SAT site influent water quality.
Concentrations of bromide, chloride, fluoride, nitrate as N, nitrite as N, orthophosphate as P, sulfate, total organic carbon, total Kjeldahl nitrogen (TKN), dissolved oxygen, temperature, pH, and conductivity measured in the water being pumped into the infiltration basin are shown in Table S6 in the supplemental material.
Microbial community analyses.
The numbers of sequences resulting from the pyrosequencing of the SAT soil samples and the laboratory column samples are shown in Table 3. A rarefaction curve was generated using an operational phylotype definition of 97% sequence similarity (see Fig. S2 in the supplemental material). Richness, evenness, and diversity were estimated for all column and SAT samples using library subsamples (9,000 sequences).
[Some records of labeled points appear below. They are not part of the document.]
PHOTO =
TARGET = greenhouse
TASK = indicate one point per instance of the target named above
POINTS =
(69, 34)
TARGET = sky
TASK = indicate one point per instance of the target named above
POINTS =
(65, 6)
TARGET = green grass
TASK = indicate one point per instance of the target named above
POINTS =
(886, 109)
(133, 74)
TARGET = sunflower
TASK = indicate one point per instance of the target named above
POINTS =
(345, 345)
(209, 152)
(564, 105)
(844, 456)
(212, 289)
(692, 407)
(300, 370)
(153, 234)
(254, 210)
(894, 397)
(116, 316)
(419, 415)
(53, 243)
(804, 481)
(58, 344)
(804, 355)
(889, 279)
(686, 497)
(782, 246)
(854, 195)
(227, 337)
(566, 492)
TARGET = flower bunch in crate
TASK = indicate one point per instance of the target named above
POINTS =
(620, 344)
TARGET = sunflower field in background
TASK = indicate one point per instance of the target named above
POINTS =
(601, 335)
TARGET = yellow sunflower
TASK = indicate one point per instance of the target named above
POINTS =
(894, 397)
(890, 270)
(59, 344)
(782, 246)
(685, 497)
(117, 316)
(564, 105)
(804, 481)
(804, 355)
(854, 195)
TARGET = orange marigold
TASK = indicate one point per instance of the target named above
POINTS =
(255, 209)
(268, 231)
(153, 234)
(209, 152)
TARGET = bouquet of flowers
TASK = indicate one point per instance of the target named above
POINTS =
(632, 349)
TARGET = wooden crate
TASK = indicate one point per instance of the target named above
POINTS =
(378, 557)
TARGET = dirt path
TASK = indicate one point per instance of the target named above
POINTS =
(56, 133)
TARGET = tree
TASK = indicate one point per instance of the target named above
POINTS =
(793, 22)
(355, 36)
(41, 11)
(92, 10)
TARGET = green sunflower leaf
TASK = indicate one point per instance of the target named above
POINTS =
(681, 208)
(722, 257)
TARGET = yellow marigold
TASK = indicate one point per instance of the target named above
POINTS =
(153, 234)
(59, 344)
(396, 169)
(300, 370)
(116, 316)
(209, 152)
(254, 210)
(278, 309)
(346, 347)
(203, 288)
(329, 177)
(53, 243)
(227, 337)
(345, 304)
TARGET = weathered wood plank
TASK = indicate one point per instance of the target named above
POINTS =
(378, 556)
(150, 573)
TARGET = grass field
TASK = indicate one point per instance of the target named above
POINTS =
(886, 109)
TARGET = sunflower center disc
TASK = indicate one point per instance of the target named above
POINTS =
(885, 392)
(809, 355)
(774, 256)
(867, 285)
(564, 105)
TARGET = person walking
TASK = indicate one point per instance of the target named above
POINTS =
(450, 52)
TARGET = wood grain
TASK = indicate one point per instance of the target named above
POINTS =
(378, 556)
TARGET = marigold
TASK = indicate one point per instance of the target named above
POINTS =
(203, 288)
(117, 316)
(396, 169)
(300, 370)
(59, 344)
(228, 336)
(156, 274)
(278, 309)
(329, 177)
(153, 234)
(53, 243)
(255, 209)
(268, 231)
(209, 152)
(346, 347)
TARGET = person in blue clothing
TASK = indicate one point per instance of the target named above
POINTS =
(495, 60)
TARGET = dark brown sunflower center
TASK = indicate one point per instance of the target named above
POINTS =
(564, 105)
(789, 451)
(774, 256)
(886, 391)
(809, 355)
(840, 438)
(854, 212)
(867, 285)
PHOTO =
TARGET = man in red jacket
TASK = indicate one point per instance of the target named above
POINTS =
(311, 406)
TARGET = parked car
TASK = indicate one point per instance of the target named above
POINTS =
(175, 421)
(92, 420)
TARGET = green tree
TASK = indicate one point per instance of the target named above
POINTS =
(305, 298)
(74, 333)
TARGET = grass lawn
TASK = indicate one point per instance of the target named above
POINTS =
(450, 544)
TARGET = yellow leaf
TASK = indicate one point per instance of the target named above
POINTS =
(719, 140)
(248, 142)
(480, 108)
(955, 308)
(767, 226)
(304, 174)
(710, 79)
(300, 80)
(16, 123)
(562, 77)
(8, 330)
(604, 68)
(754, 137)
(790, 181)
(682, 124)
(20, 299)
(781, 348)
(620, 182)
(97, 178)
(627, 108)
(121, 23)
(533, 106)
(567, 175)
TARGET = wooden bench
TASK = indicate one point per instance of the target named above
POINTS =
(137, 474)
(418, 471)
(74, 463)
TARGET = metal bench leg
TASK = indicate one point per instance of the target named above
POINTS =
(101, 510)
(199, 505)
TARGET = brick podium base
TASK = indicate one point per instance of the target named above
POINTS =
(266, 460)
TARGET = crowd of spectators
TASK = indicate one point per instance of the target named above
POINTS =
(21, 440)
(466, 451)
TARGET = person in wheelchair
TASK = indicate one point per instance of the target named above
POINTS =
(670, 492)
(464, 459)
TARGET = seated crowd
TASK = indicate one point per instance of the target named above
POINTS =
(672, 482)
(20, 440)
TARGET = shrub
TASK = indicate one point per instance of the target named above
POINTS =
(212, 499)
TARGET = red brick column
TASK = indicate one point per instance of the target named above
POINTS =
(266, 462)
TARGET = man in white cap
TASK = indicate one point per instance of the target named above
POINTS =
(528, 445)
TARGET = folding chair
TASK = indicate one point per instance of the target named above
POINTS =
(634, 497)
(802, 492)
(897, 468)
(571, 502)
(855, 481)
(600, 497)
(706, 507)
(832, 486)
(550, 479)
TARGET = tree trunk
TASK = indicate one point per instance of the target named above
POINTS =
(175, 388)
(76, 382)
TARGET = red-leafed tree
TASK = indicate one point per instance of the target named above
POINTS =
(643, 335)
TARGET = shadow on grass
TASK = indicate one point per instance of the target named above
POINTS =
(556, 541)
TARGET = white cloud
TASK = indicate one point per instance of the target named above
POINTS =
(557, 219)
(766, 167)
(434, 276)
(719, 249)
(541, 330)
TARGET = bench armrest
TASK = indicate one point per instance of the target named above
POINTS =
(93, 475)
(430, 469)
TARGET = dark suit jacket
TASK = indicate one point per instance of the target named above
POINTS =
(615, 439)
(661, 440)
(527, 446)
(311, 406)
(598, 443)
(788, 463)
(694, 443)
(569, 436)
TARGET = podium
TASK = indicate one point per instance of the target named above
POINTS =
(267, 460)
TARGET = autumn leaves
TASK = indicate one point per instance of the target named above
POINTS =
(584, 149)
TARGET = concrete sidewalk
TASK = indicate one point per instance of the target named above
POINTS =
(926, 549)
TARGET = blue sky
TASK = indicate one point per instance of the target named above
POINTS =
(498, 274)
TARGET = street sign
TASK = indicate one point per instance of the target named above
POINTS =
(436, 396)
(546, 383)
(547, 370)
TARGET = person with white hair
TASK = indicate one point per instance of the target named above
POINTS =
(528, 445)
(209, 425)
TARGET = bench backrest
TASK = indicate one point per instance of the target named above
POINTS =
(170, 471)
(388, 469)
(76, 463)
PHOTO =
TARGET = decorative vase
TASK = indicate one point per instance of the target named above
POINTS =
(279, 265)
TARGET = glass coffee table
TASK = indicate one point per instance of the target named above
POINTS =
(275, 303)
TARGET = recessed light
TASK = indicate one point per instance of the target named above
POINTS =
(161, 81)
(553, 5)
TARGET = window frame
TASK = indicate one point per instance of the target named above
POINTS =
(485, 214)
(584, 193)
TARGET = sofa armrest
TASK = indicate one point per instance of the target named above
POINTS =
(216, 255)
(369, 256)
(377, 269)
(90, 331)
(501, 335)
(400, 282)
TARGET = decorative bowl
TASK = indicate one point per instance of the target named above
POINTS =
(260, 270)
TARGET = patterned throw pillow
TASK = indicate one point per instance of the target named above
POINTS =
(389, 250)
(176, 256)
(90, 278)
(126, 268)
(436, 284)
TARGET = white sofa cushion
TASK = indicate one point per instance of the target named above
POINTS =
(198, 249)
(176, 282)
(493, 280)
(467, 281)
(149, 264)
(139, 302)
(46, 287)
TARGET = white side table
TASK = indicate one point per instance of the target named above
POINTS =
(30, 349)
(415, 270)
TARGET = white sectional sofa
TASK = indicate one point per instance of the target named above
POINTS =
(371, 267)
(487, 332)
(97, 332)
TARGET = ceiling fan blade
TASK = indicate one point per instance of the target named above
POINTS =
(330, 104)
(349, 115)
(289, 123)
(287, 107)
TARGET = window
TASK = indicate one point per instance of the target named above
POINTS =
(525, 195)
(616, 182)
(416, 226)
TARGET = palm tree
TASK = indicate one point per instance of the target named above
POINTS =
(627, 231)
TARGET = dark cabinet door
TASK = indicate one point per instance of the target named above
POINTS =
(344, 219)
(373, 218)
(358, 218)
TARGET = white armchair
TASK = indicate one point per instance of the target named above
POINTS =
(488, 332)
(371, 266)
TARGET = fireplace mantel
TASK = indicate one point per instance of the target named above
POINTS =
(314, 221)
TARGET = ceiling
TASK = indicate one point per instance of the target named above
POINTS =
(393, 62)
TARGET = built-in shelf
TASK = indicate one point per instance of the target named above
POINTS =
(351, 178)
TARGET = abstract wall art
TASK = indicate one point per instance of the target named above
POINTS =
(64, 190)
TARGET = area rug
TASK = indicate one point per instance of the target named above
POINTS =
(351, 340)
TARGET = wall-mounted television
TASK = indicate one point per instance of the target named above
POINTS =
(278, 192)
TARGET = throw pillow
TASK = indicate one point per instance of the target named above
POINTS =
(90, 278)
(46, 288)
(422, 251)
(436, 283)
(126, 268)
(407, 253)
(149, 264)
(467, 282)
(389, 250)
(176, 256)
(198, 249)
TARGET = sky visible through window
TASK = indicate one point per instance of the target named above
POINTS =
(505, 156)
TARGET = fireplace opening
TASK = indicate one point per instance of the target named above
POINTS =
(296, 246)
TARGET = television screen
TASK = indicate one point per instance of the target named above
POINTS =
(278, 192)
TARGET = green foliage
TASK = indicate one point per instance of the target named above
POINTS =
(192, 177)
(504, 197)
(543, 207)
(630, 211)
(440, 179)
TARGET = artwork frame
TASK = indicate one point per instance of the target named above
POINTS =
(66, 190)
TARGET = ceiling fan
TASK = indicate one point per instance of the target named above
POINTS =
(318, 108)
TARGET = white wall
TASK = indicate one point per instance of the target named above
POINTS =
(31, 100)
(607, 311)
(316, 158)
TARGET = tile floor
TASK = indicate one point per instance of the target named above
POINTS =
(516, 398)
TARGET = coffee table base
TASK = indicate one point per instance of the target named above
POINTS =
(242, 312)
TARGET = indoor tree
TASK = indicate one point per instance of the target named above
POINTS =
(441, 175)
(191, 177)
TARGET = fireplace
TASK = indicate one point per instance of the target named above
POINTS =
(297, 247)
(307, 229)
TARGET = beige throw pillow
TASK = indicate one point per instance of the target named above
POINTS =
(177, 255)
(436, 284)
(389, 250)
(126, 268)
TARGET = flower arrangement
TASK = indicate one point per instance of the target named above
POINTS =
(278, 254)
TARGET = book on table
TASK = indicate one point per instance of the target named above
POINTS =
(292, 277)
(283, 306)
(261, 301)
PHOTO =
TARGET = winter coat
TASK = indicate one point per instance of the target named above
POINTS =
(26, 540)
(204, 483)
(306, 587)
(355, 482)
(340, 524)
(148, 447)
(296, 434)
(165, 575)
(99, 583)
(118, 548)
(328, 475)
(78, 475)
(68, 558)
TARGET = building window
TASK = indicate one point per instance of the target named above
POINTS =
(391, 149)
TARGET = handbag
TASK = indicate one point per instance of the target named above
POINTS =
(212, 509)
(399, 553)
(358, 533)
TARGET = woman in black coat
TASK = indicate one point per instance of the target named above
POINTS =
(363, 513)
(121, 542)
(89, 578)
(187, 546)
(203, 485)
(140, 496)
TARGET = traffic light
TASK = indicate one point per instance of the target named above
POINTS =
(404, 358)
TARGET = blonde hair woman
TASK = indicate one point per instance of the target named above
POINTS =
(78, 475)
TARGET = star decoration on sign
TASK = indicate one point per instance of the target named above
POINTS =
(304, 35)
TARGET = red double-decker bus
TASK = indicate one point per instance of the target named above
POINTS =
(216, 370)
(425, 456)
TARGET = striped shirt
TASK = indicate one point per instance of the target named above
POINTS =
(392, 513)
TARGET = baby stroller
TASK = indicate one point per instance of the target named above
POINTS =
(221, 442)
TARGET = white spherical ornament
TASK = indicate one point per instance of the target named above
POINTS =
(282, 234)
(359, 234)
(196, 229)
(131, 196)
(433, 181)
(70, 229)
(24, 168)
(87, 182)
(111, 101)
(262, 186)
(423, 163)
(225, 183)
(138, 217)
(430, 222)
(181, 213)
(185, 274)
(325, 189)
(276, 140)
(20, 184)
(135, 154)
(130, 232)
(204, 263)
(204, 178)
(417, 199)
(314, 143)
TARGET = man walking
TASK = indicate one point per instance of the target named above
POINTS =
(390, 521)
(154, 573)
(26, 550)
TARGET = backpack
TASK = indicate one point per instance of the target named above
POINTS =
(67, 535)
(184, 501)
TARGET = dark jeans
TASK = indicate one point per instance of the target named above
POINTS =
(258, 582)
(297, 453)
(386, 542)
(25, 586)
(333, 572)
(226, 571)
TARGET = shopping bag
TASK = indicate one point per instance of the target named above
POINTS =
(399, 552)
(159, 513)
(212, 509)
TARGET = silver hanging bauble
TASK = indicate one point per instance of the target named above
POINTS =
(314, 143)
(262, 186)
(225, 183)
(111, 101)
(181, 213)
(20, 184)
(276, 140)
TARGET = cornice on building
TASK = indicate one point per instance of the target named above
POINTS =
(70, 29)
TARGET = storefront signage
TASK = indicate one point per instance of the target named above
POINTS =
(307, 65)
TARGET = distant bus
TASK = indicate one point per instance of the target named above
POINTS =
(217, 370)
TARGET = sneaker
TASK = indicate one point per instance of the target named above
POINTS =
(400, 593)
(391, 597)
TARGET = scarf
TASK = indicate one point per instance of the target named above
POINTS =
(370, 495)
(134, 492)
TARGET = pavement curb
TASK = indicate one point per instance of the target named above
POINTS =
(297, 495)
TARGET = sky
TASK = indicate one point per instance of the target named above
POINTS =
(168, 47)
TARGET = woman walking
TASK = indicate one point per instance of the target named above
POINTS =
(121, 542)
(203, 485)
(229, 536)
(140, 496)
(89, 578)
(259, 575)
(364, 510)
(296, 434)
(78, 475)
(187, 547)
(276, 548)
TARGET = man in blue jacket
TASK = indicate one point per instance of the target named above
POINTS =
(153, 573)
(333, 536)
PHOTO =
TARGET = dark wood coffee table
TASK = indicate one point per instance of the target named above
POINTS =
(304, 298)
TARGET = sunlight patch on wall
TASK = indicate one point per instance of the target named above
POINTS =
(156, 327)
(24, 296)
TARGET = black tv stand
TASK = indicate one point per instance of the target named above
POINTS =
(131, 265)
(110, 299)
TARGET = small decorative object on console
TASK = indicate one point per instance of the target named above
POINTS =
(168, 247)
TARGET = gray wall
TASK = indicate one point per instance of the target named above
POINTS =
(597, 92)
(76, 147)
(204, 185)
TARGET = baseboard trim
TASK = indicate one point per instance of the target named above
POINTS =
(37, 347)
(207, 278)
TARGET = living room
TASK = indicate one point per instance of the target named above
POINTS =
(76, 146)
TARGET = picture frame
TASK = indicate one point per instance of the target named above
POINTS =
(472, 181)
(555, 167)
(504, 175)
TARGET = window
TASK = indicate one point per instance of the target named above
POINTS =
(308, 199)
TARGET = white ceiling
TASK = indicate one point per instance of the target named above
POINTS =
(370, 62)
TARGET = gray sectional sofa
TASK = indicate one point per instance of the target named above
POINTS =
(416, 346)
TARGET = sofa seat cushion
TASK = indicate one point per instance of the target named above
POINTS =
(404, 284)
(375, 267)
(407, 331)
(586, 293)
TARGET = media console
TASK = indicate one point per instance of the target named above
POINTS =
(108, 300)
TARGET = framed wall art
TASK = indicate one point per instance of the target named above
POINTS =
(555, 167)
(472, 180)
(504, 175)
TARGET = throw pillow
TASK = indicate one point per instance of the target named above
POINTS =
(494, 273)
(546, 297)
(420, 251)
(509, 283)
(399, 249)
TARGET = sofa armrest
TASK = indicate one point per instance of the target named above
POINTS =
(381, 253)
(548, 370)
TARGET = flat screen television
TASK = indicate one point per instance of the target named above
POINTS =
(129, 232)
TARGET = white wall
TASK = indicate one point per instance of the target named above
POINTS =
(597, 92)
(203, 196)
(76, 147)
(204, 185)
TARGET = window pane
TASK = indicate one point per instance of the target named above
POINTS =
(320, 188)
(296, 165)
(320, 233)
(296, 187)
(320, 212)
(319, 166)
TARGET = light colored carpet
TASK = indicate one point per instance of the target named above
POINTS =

Chao1, Good's coverage, Shannon index, and Simpson index estimates are summarized in Table 3 and are presented as 95% confidence interval ranges. Confidence intervals were based on rarefaction subsampling (1,000 resamples) below the size of the minimum library (9,000 reads).
TABLE 3.
Sample | No. of sequences | No. of OTUs (full library) | No. of OTUs (subsample) | Chao1 richness | Good's coverage | Shannon index | Simpson index |
---|---|---|---|---|---|---|---|
SAT_day 1 | 9,911 | 837 | 792–813 | 1,163–1,297 | 0.9612–0.9613 | 6.459–6.500 | 0.947–0.949 |
SAT_day 2 | 138,866 | 2,786 | 792–862 | 1,385–1,778 | 0.9512–0.9515 | 6.369–6.501 | 0.951–0.956 |
SAT_day 3 | 158,532 | 3,019 | 812–881 | 1,420–1,815 | 0.9497–0.9500 | 6.200–6.337 | 0.942–0.948 |
Column low PPCP | 30,848 | 285 | 175–198 | 225–347 | 0.9930–0.9931 | 4.494–4.577 | 0.915–0.919 |
Column high PPCP | 147,470 | 469 | 196–222 | 246–367 | 0.9929–0.9930 | 5.209–5.299 | 0.944–0.948 |
The ranges shown are 95% confidence intervals. Libraries were subsampled below the size of the smallest library (9,000 reads) for diversity estimates in order to avoid sample-size-related biases. OTUs, operational taxonomic units.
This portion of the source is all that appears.